Financial issues in marriage are actually relationship issues

Working to build the relationship helps to take care of spending conflicts. Fights about money, like anything else may be a symptom of relationship problems.  Because I work with marriages on the brink of divorce, my clients sometimes have to use a combination of verbal connection techniques and respect building boundaries. Not until then does  their spouse become interested in working on the marriage.  For most couples it does not make sense to say, “Once we get our finances in order, then we can have a better relationship.”  Relationship problems can’t be solved with money.  But money problems can be solved more easily by improving the relationship. Could the fact that your spouse spends too much money be connected to problems in your relationship?

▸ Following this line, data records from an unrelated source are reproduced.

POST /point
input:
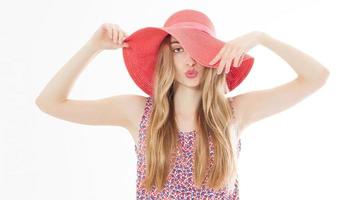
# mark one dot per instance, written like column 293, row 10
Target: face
column 188, row 71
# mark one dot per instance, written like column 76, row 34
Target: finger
column 121, row 36
column 228, row 64
column 236, row 61
column 109, row 31
column 241, row 59
column 221, row 66
column 114, row 33
column 217, row 57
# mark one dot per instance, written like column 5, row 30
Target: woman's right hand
column 109, row 36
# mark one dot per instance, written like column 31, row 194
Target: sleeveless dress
column 179, row 184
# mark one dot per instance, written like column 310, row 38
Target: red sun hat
column 195, row 33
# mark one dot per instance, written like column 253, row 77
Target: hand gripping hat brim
column 195, row 32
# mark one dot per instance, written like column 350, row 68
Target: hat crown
column 190, row 16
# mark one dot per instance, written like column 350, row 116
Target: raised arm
column 311, row 75
column 115, row 110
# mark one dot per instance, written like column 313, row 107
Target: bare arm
column 115, row 110
column 311, row 76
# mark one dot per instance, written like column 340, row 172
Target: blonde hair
column 214, row 116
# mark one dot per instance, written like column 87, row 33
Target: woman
column 186, row 132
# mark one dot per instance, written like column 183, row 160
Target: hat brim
column 140, row 56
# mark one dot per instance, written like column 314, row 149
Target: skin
column 126, row 110
column 187, row 94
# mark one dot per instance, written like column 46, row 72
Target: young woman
column 186, row 132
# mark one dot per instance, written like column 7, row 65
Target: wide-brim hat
column 195, row 33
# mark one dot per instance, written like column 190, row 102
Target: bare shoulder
column 136, row 104
column 239, row 108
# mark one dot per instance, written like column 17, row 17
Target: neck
column 186, row 101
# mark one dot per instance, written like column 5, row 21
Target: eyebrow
column 174, row 42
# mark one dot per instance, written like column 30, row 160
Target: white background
column 313, row 150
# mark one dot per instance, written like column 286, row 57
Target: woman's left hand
column 235, row 50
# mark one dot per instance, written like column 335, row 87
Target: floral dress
column 179, row 184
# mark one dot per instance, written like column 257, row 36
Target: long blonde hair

When couples end their marriage over financial issues, it is never a matter of numbers

It always comes down to the relationship.  People can do a lot of harm to each other emotionally in the control they exercise over money.  Financial counseling for couples with a bad relationship is like a one player tennis match.  The cooperation to make it work just isn’t there. Connections build cooperation.  And cooperation will help you both to agree on how the money is spent. You may still need to get financial counseling about improving your relationship, but at least you will be working together.